Early in his career, Francis fed cattle, once shipping a record 42 cattle carloads to the Chicago markets in one year. Francis was especially proud that he pioneered the drying of newly harvested, wet shelled corn in Iowa in the early 1960s. People came for miles to see the corn-drying operation work. He also pioneered the growing of soybeans in Iowa. He traveled to Louisiana to tour the soybean farming operation of a friend, in anticipation of bringing a "southern crop" to a Midwestern state and successfully growing it. And that he did.
Francis loved the great outdoors. He learned to trap and sell furs by the age of 12. He fished at Palisades State Park. He hunted deer, squirrel, rabbit and pheasant to put food on the table for his growing family.
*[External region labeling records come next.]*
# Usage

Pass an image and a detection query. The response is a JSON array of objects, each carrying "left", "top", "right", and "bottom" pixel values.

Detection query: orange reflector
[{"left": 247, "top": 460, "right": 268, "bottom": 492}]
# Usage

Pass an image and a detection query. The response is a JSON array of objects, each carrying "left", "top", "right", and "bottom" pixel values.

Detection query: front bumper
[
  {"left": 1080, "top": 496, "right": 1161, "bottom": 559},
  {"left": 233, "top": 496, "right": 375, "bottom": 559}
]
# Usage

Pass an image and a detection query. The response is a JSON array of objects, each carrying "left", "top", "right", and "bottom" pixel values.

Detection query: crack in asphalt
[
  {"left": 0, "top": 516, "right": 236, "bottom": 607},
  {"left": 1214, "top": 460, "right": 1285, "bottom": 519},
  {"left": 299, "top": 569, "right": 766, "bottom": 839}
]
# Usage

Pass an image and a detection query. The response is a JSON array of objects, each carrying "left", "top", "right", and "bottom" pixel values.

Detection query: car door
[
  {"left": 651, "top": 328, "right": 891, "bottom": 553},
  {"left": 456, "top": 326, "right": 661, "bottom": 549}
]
But he most loved hunting for the elusive morel mushrooms, taking his children and grandchildren with him and teaching them to look under rough-barked red elm trees growing on southeastern hillsides of Linn County. His goal was always the same: "Find them first."
Francis loved people. In his retirement years, he bought and sold guns at local gun shows and made lifelong friends along the way. He grew magnificent vegetable gardens, from which he generously shared his bounty with friends and neighbors. One year, he delivered a bumper crop of muskmelons to the local nursing home to help feed residents there.
Francis led an extraordinarily long life in good health, living on the Wolrab family farm to the very end. He was a husband, father, grandfather, great-grandfather and friend to many. He will be deeply missed by his family and all who knew and loved him.
In lieu of flowers, memorials may be made in Francis' name to St. Paul Lutheran Church, Mount Vernon, Iowa, or to "The Lutheran Hour."
Online condolences may be expressed to the family at www.broshchapel.com.